RegEx for encoding substitutions with index of match?

Posted on 2006-03-20
Last Modified: 2008-02-01
<alert comment="regex and perl newbie">

I'm a C++ programmer using the Greta regex library to do some conversions of html.

I've got input such as:

<p>The chair could be red or blue. It might be green.</p>

I want to convert lines like the above to set up links so the line above becomes something like:

<p>The chair could be <a=0>red</a> or <a=1>blue</a>. It might be <a=2>green</a>.</p>

I could write three separate statements, such as:
Find: red
Substitute: <a=0>red</a>
$var =~ s/\bred\b/<a=0>red</a>/i;
(not sure if above is legal perl ... just to illustrate what I'm trying to do)

Find: blue
Substitute: <a=1>blue</a>
$var =~ s/\bblue\b/<a=1>blue</a>/i;

Find: green
Substitute: <a=2>green</a>
$var =~ s/\bgreen\b/<a=2>green </a>/i;

Can this be done in one statement, so that the index of the matched alternative can be used as a variable:
Find: (red|blue|green)
Substitute: <a=#>$1</a>

In other words, can perl detect which of the alternative was actually matched?


Question by:newton-allan
    LVL 12

    Expert Comment

    You need to build a hash array first.

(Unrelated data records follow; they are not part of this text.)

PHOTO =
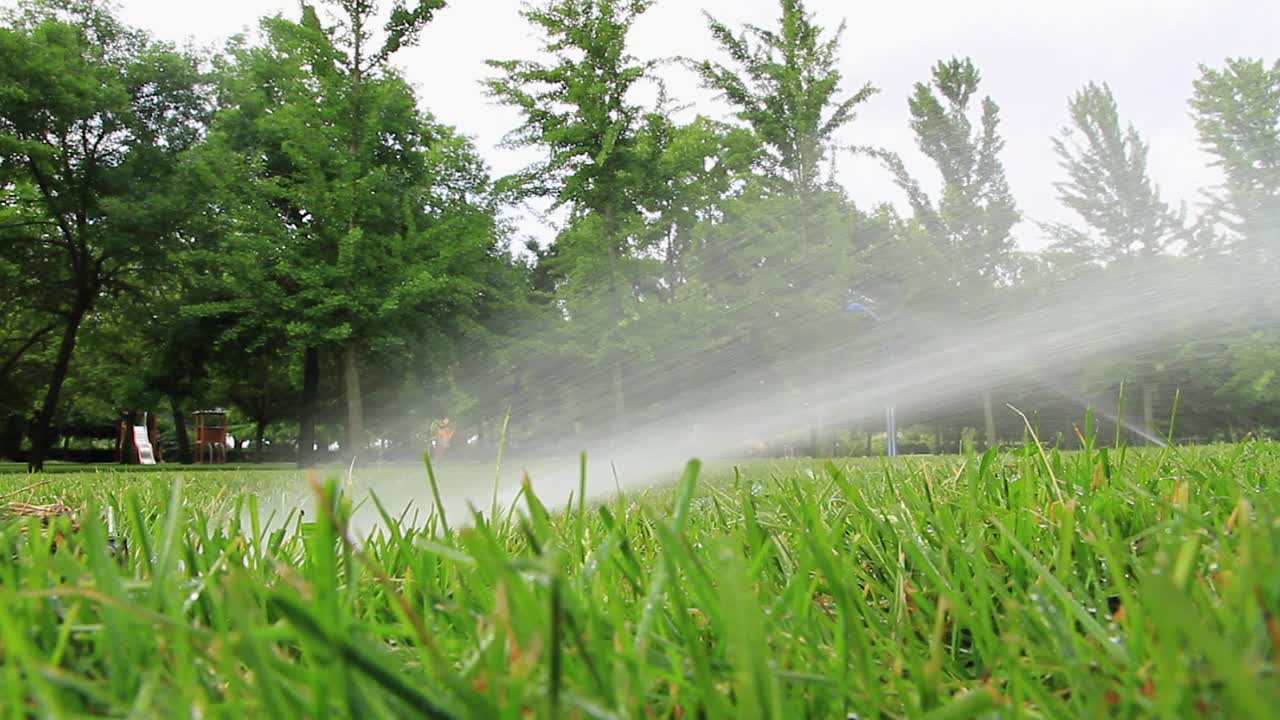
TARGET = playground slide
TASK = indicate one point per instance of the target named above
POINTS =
(144, 445)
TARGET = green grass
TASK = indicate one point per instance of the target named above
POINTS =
(1020, 584)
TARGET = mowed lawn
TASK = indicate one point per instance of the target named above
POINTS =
(1028, 583)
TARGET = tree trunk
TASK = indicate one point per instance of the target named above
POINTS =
(179, 427)
(10, 438)
(988, 417)
(307, 419)
(355, 440)
(1148, 410)
(45, 419)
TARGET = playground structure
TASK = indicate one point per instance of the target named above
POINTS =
(211, 437)
(137, 440)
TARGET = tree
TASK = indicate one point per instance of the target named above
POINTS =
(1107, 185)
(786, 89)
(1238, 118)
(972, 223)
(421, 247)
(577, 109)
(95, 119)
(973, 220)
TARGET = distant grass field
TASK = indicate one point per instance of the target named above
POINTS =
(1020, 584)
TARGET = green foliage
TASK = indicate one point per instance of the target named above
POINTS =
(1107, 186)
(95, 119)
(1238, 118)
(976, 213)
(786, 89)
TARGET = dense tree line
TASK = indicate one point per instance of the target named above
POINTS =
(282, 228)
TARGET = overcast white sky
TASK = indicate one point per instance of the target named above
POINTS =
(1032, 53)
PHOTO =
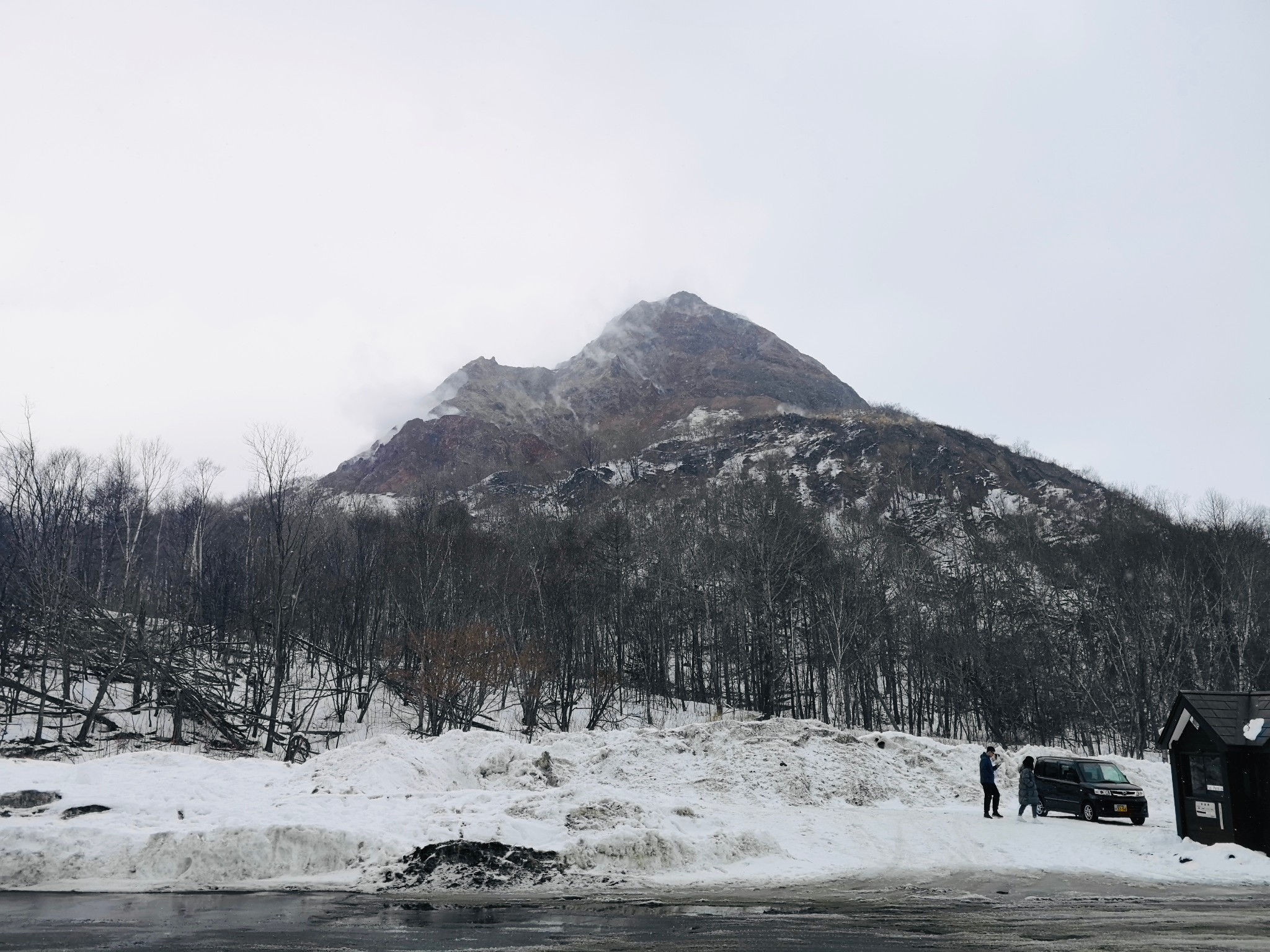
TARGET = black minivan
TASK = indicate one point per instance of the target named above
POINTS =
(1089, 788)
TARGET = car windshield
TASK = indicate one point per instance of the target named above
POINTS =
(1103, 774)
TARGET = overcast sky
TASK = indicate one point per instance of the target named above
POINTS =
(1048, 223)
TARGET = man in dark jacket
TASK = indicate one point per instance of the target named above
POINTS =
(988, 781)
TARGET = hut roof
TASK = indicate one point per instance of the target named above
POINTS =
(1231, 718)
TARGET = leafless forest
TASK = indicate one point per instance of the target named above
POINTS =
(249, 622)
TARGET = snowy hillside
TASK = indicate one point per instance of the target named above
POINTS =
(717, 804)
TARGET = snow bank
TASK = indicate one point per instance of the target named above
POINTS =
(721, 804)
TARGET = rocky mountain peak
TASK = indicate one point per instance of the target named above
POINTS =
(654, 364)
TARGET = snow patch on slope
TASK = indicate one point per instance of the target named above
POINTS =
(728, 803)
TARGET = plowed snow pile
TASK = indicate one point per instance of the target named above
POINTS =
(709, 804)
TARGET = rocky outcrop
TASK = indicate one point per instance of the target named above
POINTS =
(653, 364)
(678, 391)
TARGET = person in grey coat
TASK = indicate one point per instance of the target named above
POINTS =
(1028, 795)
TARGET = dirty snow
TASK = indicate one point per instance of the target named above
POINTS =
(722, 804)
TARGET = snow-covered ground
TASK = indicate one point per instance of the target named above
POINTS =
(722, 804)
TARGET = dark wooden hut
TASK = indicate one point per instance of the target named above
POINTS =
(1221, 763)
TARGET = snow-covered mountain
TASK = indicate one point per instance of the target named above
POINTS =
(677, 391)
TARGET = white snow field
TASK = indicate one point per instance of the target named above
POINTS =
(724, 804)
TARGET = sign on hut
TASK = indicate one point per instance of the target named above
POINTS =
(1217, 748)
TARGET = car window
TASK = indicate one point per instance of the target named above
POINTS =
(1103, 774)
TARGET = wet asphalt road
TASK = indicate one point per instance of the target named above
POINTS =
(888, 919)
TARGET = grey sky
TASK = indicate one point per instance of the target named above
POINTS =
(1041, 221)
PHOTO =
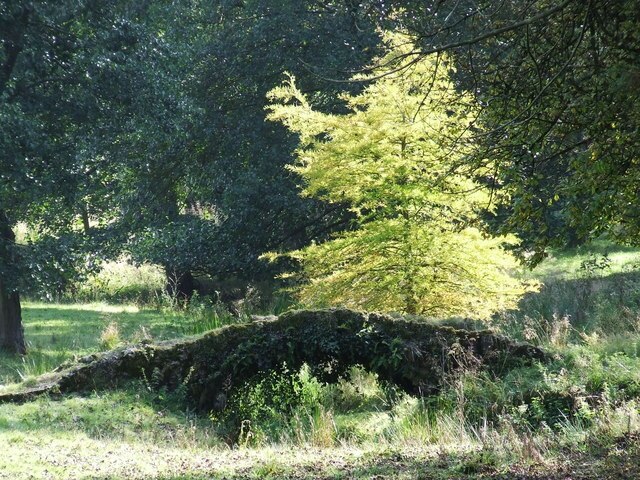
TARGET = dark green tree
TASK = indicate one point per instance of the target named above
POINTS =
(558, 81)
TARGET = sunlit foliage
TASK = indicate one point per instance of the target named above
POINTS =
(416, 245)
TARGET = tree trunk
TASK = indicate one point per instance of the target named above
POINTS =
(418, 357)
(11, 331)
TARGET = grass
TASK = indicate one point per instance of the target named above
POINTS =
(58, 332)
(577, 416)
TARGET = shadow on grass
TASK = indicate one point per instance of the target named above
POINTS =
(56, 333)
(608, 304)
(611, 463)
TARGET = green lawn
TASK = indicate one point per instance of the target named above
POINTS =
(577, 417)
(56, 333)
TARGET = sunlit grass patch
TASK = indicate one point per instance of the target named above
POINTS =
(59, 332)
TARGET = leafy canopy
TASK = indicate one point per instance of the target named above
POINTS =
(416, 246)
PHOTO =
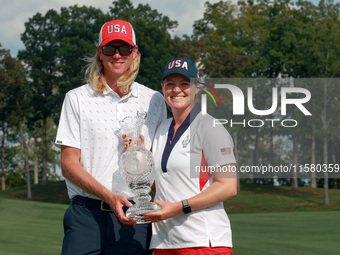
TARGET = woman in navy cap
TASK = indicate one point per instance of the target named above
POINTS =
(195, 165)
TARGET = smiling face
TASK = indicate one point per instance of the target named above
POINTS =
(179, 93)
(116, 65)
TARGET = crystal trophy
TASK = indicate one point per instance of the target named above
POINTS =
(138, 169)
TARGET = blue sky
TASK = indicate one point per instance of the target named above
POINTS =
(14, 13)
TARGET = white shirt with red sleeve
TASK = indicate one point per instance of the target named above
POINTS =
(198, 145)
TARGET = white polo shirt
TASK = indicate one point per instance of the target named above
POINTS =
(195, 145)
(89, 121)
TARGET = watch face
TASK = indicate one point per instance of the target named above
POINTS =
(186, 206)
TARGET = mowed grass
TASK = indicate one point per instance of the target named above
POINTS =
(298, 233)
(265, 220)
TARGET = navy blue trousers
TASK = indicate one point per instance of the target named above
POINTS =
(92, 231)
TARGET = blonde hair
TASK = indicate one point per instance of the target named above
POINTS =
(95, 69)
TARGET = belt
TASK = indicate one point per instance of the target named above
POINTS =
(91, 203)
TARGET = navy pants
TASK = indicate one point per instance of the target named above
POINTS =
(92, 231)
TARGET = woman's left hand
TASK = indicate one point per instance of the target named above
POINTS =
(168, 210)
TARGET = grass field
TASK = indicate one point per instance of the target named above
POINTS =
(265, 220)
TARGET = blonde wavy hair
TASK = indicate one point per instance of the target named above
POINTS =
(95, 69)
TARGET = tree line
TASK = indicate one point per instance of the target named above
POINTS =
(278, 40)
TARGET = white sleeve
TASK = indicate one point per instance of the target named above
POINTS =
(69, 124)
(218, 146)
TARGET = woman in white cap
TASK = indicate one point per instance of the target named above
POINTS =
(91, 147)
(195, 166)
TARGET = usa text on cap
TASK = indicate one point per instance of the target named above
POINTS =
(117, 30)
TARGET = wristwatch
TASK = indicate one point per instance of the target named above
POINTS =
(186, 206)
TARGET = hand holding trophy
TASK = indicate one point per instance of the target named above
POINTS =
(138, 169)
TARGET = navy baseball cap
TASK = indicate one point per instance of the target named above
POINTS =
(183, 66)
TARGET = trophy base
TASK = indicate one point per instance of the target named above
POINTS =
(137, 211)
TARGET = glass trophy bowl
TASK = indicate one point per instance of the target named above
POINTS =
(138, 169)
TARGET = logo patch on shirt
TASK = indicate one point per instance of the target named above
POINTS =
(142, 113)
(226, 151)
(186, 141)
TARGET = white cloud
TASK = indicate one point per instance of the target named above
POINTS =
(14, 13)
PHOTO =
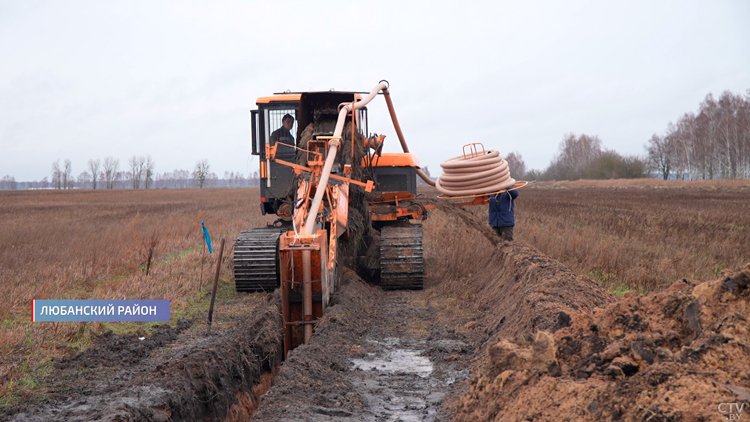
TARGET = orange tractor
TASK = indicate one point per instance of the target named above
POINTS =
(338, 198)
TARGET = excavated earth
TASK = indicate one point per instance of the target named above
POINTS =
(522, 338)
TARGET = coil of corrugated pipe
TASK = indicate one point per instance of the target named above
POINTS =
(481, 174)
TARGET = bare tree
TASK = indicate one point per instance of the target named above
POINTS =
(136, 170)
(574, 156)
(660, 155)
(84, 179)
(201, 172)
(111, 165)
(68, 174)
(94, 169)
(8, 183)
(56, 174)
(516, 165)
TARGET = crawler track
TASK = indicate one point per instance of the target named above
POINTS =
(256, 267)
(401, 258)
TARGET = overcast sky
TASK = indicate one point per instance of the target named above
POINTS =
(175, 80)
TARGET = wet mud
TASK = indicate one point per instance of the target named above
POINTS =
(191, 376)
(379, 356)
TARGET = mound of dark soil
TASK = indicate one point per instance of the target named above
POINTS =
(671, 356)
(200, 376)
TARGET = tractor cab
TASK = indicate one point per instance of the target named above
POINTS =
(392, 172)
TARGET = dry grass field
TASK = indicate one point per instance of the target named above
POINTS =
(626, 234)
(639, 235)
(95, 245)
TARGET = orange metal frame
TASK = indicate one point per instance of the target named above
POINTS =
(291, 247)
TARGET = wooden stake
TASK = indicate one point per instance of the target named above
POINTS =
(203, 254)
(216, 282)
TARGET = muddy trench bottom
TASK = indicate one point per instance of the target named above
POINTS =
(402, 366)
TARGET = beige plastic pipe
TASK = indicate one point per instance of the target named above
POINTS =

    my $ar = {red=>0, blue=>1, green=>2};
    my $trm = 'red|blue|green';
    my $txt = "<p>The chair could be red or blue. It might be green.</p>";
    $txt =~ s/($trm)/<a=$ar->{$1}>$1<\/a>/g;
    print $txt;

    <p>The chair could be <a=0>red</a> or <a=1>blue</a>. It might be <a=2>green</a>
    LVL 1

    Author Comment

    Thanks .... unfortunate I'm "Linux illiterate" so I don't know how to evaluate your response. Would I have to install something like ActivePerl from to try it out with Windows?

    I'm primarily interested in "plugging" in the perl solution to a C++ library (such as pcre, greta, or boost::regex).
    LVL 16

    Expert Comment

    would every color have a corresponding digit..i.e., would there be colors in the line where you do not want to do substitution or provide some default value?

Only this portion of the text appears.